Hi,

On Saturday, September 24, 2011 05:16:48 PM Magnus Hagander wrote:
> On Sat, Sep 24, 2011 at 17:14, Andres Freund <and...@anarazel.de> wrote:
> > On Saturday, September 24, 2011 05:08:17 PM Magnus Hagander wrote:
> >> Attached patch adds a simple call to posix_fadvise with
> >> POSIX_FADV_DONTNEED on all the files being read when doing a base
> >> backup, to help the kernel not to trash the filesystem cache.
> >> Seems like a simple enough fix - in fact, I don't remember why I took
> >> it out of the original patch :O
> >> Any reason not to put this in? Is it even safe enough to put into 9.1
> >> (probably not, but maybe?)
> > Won't that possibly throw a formerly fully cached database out of the
> > cache?
> I was assuming the kernel was smart enough to read this as "*this*
> process is not going to be using this file anymore", not "nobody in
> the whole machine is going to use this file anymore". And the process
> running the base backup is certainly not going to read it again.
> But that's a good point - do you know if that is the case, or does it
> mandate more testing?
I am pretty but not totally sure that the kernel does not track each process 
that uses a page. For one doing so would probably prohibitively expensive. For 
another I am pretty (but not ...) sure that I restructured an application not 
to fadvise(DONTNEED) memory that is also used in other processes.

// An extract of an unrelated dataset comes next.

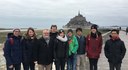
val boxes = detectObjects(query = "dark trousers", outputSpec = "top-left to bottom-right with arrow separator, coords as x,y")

Currently I can only think of to workarounds, both os specific:
- Use O_DIRECT for reading the base backup. Will be slow in fully cached 
situations, but should work ok enough in all others. Need to be carefull about 
the usual O_DIRECT pitfalls (pagesize, alignment etcetera).
- use mmap/mincore() to gather whether data is in cache and restore that state 
afterwards.

Too bad that POSIX_FADV_NOREUSE is not really implemented.